Minimizing Pesticide Hazards
To minimize the potential hazards of pesticides, follow these guidelines:
- Read the label carefully. It is a violation of federal law to use a pesticide in a way that is not stated on the label.
- Buy only the quantity you will need.
- Wear any protective clothing specified on the label. Remember, the label is the law.
- Wash your hands immediately after applying the pesticide.
- Apply only the amount of pesticide specified on the label and only to the plants and areas listed in the instructions.
- Make sure people and pets are out of the area during application and until the spray has dried.
- Cover or remove exposed foods, fish tanks, and pet food and water dishes during and after application.
- Never apply near wells, streams, ponds, or marshes unless the instructions specifically allow for such use.
- Never apply to bare ground or eroded areas. When it rains, many pesticides bind tightly to the soil and can be carried along with sediments to storm sewers and streams.
- Don't apply if rain is forecast unless otherwise specified on the label. Some pesticides do need to be watered after application.
- Choose the least toxic pesticide. Those with the signal word "CAUTION" on the label are considered less toxic whereas the signal word "WARNING" indicates moderate toxicity. A label bearing the skull and crossbones is considered highly toxic.
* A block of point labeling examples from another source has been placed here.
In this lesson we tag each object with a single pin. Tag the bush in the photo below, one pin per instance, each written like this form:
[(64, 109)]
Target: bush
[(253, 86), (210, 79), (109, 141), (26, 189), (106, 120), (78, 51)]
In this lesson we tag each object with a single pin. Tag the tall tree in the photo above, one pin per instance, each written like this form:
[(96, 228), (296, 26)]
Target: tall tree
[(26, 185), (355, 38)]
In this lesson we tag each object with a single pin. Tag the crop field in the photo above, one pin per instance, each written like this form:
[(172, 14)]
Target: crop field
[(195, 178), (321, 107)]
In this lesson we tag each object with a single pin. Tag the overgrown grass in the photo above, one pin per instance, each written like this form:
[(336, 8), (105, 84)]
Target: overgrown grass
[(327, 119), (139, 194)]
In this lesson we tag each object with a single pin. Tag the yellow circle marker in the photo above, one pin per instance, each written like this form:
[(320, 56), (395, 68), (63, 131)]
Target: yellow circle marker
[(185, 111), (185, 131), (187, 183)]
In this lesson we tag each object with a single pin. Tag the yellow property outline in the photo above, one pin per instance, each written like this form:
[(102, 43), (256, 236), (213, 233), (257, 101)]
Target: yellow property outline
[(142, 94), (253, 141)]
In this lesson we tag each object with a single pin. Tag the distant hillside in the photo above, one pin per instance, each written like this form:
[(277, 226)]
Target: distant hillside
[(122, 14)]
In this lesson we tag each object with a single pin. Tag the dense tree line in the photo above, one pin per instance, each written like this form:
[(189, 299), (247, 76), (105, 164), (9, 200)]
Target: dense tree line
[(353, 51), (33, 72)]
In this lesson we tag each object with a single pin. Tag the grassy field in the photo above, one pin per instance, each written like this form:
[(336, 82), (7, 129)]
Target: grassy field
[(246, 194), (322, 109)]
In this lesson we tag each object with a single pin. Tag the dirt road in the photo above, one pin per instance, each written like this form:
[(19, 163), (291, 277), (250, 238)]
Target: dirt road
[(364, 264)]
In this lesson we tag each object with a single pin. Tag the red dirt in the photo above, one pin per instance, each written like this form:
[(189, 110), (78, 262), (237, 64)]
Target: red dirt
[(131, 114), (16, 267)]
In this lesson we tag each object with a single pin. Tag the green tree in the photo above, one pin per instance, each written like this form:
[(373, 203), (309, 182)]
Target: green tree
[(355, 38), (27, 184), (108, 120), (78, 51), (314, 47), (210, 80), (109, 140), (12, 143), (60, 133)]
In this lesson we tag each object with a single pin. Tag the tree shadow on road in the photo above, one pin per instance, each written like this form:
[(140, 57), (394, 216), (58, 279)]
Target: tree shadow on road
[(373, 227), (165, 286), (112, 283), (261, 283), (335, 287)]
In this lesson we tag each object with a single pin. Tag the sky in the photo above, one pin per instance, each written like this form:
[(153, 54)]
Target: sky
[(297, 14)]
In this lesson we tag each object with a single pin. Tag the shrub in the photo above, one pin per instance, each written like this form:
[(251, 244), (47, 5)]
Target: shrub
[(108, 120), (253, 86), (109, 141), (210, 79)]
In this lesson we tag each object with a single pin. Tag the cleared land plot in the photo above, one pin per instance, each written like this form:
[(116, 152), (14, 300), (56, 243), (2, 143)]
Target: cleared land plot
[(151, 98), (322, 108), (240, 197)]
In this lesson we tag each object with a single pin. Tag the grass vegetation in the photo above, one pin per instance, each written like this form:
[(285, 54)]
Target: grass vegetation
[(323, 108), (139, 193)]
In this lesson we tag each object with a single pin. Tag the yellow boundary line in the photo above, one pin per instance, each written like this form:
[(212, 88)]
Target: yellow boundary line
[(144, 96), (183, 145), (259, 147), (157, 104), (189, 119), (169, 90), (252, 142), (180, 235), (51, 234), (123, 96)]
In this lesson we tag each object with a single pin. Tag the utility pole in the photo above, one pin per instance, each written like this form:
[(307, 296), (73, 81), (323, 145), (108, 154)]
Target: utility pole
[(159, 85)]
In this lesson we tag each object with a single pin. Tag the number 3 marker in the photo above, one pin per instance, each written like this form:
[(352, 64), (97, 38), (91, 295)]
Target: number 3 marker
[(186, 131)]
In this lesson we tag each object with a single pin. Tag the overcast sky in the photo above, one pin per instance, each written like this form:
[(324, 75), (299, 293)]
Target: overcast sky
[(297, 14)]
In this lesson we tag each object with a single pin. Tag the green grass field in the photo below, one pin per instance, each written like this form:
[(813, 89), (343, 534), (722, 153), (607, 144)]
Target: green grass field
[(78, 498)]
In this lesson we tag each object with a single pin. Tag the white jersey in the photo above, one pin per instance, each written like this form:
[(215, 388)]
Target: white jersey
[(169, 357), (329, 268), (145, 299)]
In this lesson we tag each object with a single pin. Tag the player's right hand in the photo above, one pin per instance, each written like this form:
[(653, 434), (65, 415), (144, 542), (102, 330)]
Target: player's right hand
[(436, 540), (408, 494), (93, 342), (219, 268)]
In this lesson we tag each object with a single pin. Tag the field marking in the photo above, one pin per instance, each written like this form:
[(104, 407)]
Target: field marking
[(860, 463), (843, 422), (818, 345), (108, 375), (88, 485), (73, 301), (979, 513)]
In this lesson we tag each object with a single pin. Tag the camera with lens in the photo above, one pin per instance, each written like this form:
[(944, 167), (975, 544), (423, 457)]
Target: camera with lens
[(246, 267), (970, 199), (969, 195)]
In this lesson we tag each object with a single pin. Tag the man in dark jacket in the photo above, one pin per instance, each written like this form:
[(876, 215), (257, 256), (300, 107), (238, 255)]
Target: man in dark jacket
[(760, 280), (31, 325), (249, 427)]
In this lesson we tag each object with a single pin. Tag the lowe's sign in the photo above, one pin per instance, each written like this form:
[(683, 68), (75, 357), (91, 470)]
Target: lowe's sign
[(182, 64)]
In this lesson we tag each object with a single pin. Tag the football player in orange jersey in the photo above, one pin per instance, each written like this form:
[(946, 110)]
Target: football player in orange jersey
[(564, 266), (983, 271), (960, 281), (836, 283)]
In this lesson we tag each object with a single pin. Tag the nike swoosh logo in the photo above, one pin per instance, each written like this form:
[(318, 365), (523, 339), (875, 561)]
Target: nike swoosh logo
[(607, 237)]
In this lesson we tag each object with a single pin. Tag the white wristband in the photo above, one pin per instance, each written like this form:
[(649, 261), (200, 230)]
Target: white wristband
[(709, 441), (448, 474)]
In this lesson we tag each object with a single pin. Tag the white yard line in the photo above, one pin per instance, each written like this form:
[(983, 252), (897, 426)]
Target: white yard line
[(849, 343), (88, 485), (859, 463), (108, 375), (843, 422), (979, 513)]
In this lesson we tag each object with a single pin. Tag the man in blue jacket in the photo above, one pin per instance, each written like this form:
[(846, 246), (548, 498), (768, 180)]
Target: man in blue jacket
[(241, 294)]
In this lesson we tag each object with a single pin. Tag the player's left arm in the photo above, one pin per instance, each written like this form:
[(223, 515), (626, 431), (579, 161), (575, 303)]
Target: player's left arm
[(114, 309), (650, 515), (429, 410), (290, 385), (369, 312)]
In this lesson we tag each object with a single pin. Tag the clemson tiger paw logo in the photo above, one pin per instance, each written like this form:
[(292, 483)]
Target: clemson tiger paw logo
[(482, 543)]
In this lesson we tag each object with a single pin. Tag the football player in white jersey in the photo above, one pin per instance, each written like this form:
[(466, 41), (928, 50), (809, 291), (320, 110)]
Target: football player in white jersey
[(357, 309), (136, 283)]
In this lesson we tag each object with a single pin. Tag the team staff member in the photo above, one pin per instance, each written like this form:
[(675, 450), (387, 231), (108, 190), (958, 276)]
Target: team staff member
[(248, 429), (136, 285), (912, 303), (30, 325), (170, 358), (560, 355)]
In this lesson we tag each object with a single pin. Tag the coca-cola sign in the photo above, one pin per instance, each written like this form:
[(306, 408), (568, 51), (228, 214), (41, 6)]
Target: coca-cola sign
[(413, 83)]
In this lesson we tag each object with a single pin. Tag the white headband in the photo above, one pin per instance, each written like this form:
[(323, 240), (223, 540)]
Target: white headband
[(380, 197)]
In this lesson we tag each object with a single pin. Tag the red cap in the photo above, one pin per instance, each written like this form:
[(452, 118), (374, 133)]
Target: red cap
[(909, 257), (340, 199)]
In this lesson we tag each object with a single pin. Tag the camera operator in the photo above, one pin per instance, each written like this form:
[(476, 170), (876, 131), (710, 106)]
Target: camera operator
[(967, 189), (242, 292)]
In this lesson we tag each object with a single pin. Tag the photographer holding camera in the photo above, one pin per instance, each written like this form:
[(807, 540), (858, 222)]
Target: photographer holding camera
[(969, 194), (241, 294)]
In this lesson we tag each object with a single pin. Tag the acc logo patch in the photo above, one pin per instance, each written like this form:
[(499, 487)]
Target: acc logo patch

Poisonings and environmental contamination have occurred where pesticides were stored improperly. To be safe, you should store unused pesticides in an area well away from living areas. The place you choose should have a cement floor, be well lit and well ventilated, insulated from temperature extremes, out of direct sunlight, and out of a child's reach. For example, a locked metal cabinet in your garage is usually a good storage place for pesticides. Always keep pest control products in their original containers with labels intact. Most pesticides stored under these conditions should remain effective for about two years, although this varies widely.
It can be extremely difficult to completely clean up an area when a pesticide has been spilled. For this reason, you should never store these products in the kitchen or other living areas.
If a pesticide leaks or is spilled in the garage, on the driveway, or other outdoor areas, do not hose down the spill. This will cause further contamination and may carry the pesticide to storm sewers or other water sources. The best way to clean a small spill is to:
- Surround the contaminated area with soil.
- Sprinkle sawdust, kitty litter, vermiculite, or some other absorbent material over the spill.
- Shovel or sweep the absorbent material into a sturdy plastic garbage bag and put it in the trash.
- Wear rubber gloves, long pants, and rubber boots while cleaning up to protect yourself from exposure to the chemicals.
- Keep pets and other people away.
- Wash down the area with a solution of water and bleach, ammonia, or a strong detergent if the spill is on an impermeable surface.
What to Do With Leftovers
Pesticides should never be buried in your yard, burned, or poured into storm drains or your toilet. Some pesticides and their containers release toxic fumes when burned or wetted, and sewage treatment plants do not use the kinds of microbes that would neutralize the pesticide's harmful effects. Septic systems can be harmed by pesticides as well. The best method for safely disposing of pesticides is to buy only as much as you plan to use within a two-year period, and to use them up according to label instructions.
Federal law now requires that pesticides made for home use be labeled as to the appropriate disposal method. Again, it is essential that you read the label carefully and follow its directions. Consult a Cornell Cooperative Extension agent for guidance in disposal of older pesticides with unreadable labels.